Outstanding trio
Andrew Lambirth
George Rowlett — Paintings 2005 Art Space Gallery, 84 St Peter’s Street, N1 (020 7359 7002), until 4 June Robert Dukes — paintings and drawings Browse & Darby, 19 Cork Street, W1 (020 7734 7984), until 3 June Ivon Hitchens — Nudes Jonathan Clark Fine Art, 18 Park Walk, SW10 (020 7351 3555), until 11 June George Rowlett’s new paintings have wonderfully tousled, wind-rucked surfaces, the paint stirred and whipped up in moving emulation of the effects of the elements on water and landscape — his principal subjects. He paints the Thames and the seashore of east Kent; he also records the passage of the seasons on the landscape around Deal where he has a studio. In his latest solo exhibition, the groundfloor gallery of Art Space is dominated by a large and splendid painting called ‘Ramsgate from the Tidal Flats, Pegwell Bay, January’. The pigment is heaped on with spatulas and fingers (Rowlett has given up using brushes) in great joyous horizontal swathes of pink, grey, mauve blue and lilac above a rusty-russet ground, liberally overlaid with dribbles and trails and flicks of paint, which bear witness to the excitement of its application. Every inch of the painted surface is activated, alive with light and rapturous in celebration of natural beauty.

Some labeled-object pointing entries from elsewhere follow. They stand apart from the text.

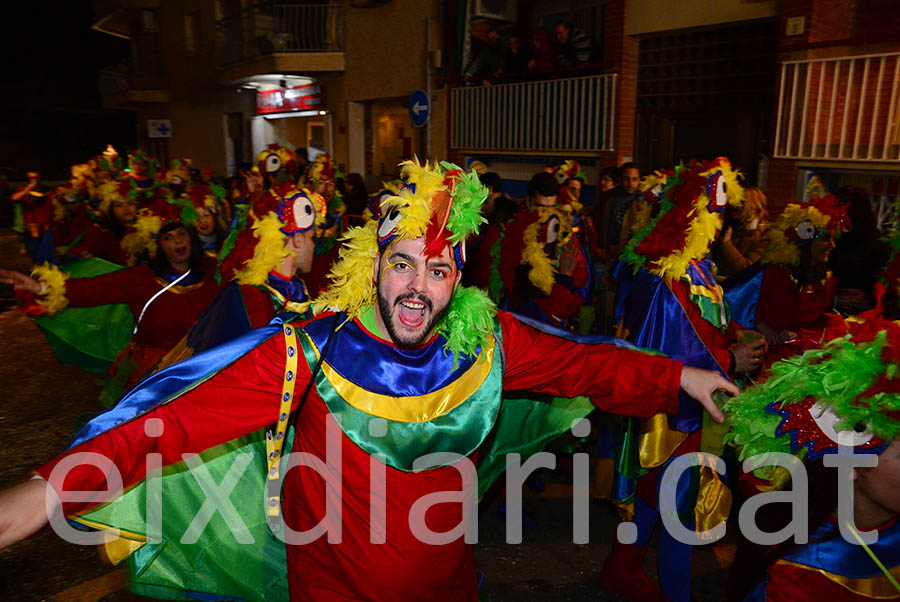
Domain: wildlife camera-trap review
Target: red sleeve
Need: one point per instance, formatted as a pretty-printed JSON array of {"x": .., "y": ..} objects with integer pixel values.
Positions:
[
  {"x": 581, "y": 274},
  {"x": 617, "y": 380},
  {"x": 561, "y": 302},
  {"x": 239, "y": 400}
]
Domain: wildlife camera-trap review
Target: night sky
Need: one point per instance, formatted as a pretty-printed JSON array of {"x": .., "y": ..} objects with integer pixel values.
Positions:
[{"x": 52, "y": 116}]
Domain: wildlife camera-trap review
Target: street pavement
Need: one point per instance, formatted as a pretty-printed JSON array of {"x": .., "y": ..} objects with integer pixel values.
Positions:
[{"x": 41, "y": 401}]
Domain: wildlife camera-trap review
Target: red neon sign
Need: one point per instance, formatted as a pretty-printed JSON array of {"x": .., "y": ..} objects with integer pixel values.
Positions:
[{"x": 299, "y": 98}]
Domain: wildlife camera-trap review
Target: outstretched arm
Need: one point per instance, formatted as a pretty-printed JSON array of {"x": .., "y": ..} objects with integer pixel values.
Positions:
[
  {"x": 22, "y": 511},
  {"x": 617, "y": 380}
]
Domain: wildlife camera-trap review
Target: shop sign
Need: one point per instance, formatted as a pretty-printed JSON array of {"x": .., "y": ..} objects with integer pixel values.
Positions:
[{"x": 299, "y": 98}]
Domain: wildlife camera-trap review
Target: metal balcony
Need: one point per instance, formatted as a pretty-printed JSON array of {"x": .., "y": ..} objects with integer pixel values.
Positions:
[
  {"x": 574, "y": 114},
  {"x": 843, "y": 108},
  {"x": 270, "y": 28}
]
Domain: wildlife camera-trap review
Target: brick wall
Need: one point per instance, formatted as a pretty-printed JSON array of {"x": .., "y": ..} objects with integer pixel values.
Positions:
[{"x": 620, "y": 55}]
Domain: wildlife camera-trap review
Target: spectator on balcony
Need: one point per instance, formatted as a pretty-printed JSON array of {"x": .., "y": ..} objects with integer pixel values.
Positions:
[
  {"x": 575, "y": 46},
  {"x": 489, "y": 62},
  {"x": 498, "y": 207},
  {"x": 542, "y": 50},
  {"x": 517, "y": 55}
]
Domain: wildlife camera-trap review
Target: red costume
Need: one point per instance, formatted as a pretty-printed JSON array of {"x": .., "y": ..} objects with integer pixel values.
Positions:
[{"x": 247, "y": 397}]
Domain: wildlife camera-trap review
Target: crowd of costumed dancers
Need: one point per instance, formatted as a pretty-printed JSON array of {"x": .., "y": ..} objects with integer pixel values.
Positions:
[{"x": 198, "y": 300}]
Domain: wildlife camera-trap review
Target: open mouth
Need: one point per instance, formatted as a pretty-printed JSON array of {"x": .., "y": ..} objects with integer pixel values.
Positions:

Downstairs, painting after painting holds the wall with superb authority. Look at the broad luscious strokes which make up ‘Rape to Ripple Church, Weather Changing’: the flowering rapeseed is literally a knockout. The predominantly green and blue ‘Across East Wear Bay to the Warren, Folkestone’ is succinctly fired up by a passage of red and yellow at bottom right. A view of Margate is more contemplative, another towards Ramsgate is all surging pink cloud. A large painting of snow is full of daring colour. Rowlett is inventive and assured, breaking new ground in subject matter (a couple of paintings of a dead thrush have been added to his poignant still-life repertoire of animal skulls) as well as in painthandling.
The titles are descriptive and lengthy. For instance: ‘Winter, Low Tide at Greenwich, Pontoon, Dolphin and Cormorants from Primrose Wharf’. You could get more precise than that, but it wouldn’t fit in the catalogue. The titling helps to focus the way the viewer looks and deciphers — drawing attention to the cormorants on the right of the picture, sitting on a wooden pile, for instance — though I’d say the powerful surface movement in this rich, dark picture owes something to the Finnish painter Akseli Gallen-Kallela’s masterpiece in the National Gallery, ‘Lake Keitele’. I’m glad that Rowlett tells us that his maelstrom painting ‘Westminster Bridge, Bubbling Clouds’ contains ‘Thoughts of Hiroshige’, it makes it slightly easier to attune to its wildness.
This exhibition marks another move forward by an already impressive artist: Rowlett just gets better and better. For the quality of the work, his prices are remarkably competitive, and he deserves all the success he is currently achieving.
Over in the West End, Robert Dukes (born 1965) is enjoying similar good fortune at Browse & Darby. A pupil of Euan Uglow, Dukes has demonstrated in various group shows (The Discerning Eye and the RA Summer Exhibition, mainly) that he has forged an independent vision of considerable skill and sensitivity. This is overwhelmingly confirmed by his first solo exhibition, beautifully hung by the artist himself and very nearly a sell-out.
Dukes is essentially a still-life painter, his approach rooted in close observation under controlled conditions. His biggest problems are with movement in space, and making forms legible. The way twigs or fruit move through real space somehow has to be translated into a convincing two-dimensional existence on the picture plane. Quince, squash, the quarters of an apple or wild rosehips in turn become the focus of the artist’s scrutiny and urge to pictorial problem-solving. What is remarkable about his paintings is that they look so full of life and vigour even though subjected to such strict procedural disciplines.